Ancona, arrestati due tunisini con 150 grammi di eroina

di Roberto Mattei

Fermati anche due bulgari intenti a posizionare uno skimmer presso una banca di Porto Recanati

Ancona, 14 agosto 2011 – Proseguono senza sosta in tutta la regione, anche nella settimana di Ferragosto, gli interventi delle Forze dell’Ordine a tutela dei cittadini.

Ad Ancona, gli uomini della Squadra Mobile hanno arrestato due tunisini, H.O., 31 anni, e N.B.M. 30 anni, per detenzione di 150 grammi di eroina, opportunamente nascosta in due ovuli che i magrebini avevano ingerito poco prima per sfuggire a eventuali perquisizioni.

I due erano controllati già da tempo dalla polizia del capoluogo dorico che, proprio oggi, aveva deciso di entrare in azione e fermarli.
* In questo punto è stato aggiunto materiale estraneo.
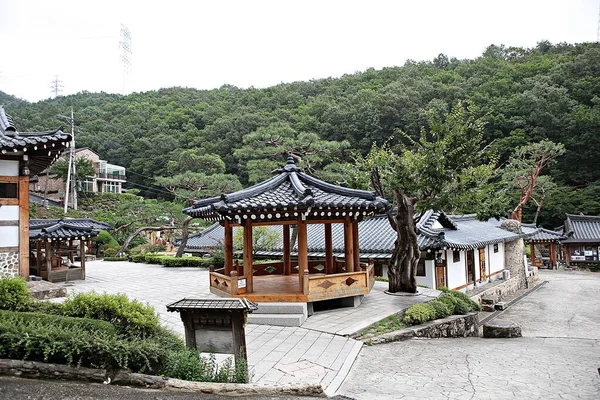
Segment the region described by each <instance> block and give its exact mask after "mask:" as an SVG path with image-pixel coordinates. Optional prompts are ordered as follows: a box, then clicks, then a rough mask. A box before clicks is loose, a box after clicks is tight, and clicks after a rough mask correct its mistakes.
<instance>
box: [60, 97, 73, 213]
mask: <svg viewBox="0 0 600 400" xmlns="http://www.w3.org/2000/svg"><path fill="white" fill-rule="evenodd" d="M57 117H61V118H66V119H67V120H69V122H70V124H71V145H70V147H71V149H70V151H69V168H68V169H67V182H66V187H65V208H64V213H65V214H67V208H68V207H69V190H70V186H71V168H72V169H73V173H72V175H73V209H74V210H77V178H76V174H75V164H76V161H75V119H74V117H73V107H71V118H69V117H67V116H66V115H57Z"/></svg>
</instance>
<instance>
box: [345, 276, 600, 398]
mask: <svg viewBox="0 0 600 400" xmlns="http://www.w3.org/2000/svg"><path fill="white" fill-rule="evenodd" d="M540 278H541V280H542V281H543V280H547V281H549V282H548V283H547V284H546V285H544V286H543V287H542V288H540V289H538V290H537V291H535V292H533V293H531V294H530V295H528V296H526V297H525V298H524V299H523V300H521V301H520V302H519V303H516V304H515V305H513V306H512V307H511V308H510V309H509V310H508V311H506V312H505V313H504V314H502V315H501V317H499V318H502V319H504V320H507V321H513V322H517V323H519V324H521V325H522V329H523V336H524V337H523V338H517V339H481V338H463V339H434V340H427V339H420V340H415V339H413V340H409V341H405V342H396V343H389V344H383V345H377V346H371V347H364V348H363V351H362V352H361V354H360V356H359V357H358V359H357V361H356V362H355V364H354V366H353V369H352V371H351V373H350V374H349V375H348V377H347V379H346V381H345V382H344V384H343V386H342V388H341V390H340V391H339V393H340V394H342V395H345V396H349V397H351V398H355V399H365V400H366V399H369V400H370V399H378V400H379V399H381V400H386V399H390V400H391V399H404V398H405V399H600V375H599V370H598V368H600V273H590V272H562V271H542V272H541V275H540Z"/></svg>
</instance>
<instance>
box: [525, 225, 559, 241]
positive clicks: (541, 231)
mask: <svg viewBox="0 0 600 400" xmlns="http://www.w3.org/2000/svg"><path fill="white" fill-rule="evenodd" d="M563 239H566V237H565V236H564V235H563V234H562V233H561V232H557V231H553V230H550V229H545V228H538V231H537V233H534V234H533V235H531V236H529V237H528V238H527V242H559V241H561V240H563Z"/></svg>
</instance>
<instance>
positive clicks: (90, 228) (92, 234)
mask: <svg viewBox="0 0 600 400" xmlns="http://www.w3.org/2000/svg"><path fill="white" fill-rule="evenodd" d="M38 221H39V220H38ZM98 233H99V232H98V231H97V230H94V229H92V228H91V227H84V226H81V224H79V225H76V224H71V223H70V222H69V220H48V222H47V223H46V224H42V223H37V224H34V225H31V224H30V226H29V239H34V240H35V239H51V240H52V239H61V240H62V239H82V238H84V239H89V238H90V237H94V236H97V235H98Z"/></svg>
Condotti in ospedale, l’esame radiografico ha accertato la presenza dello stupefacente nelle cavità addominali.

Poco più a sud, a Porto Recanati, la squadra mobile di Macerata ha tratto in arresto due stranieri di nazionalità bulgara, sorpresi in fragranza di reato mentre si accingevano a inserire uno skimmer (dispositivo capace di leggere e immagazzinare su una memoria, i dati della banda magnetica di carte di credito o bancomat) presso lo sportello bancomat di un’agenzia della Banca delle Marche, un “giochetto” che avrebbe fruttato loro parecchie centinaia di euro ai danni di ignari, malcapitati correntisti. Una volta scoperti, i due hanno cercato di scappare facendo perdere le proprie tracce lungo la spiaggia recanatese, ma sono stati rintracciati ugualmente poco dopo e condotti in caserma.

I due dovranno rispondere di tentata installazione di apparecchiature atte a intercettare, impedire o interrompere comunicazioni informatiche o telematiche e tentata falsificazione o alterazione di carte di credito.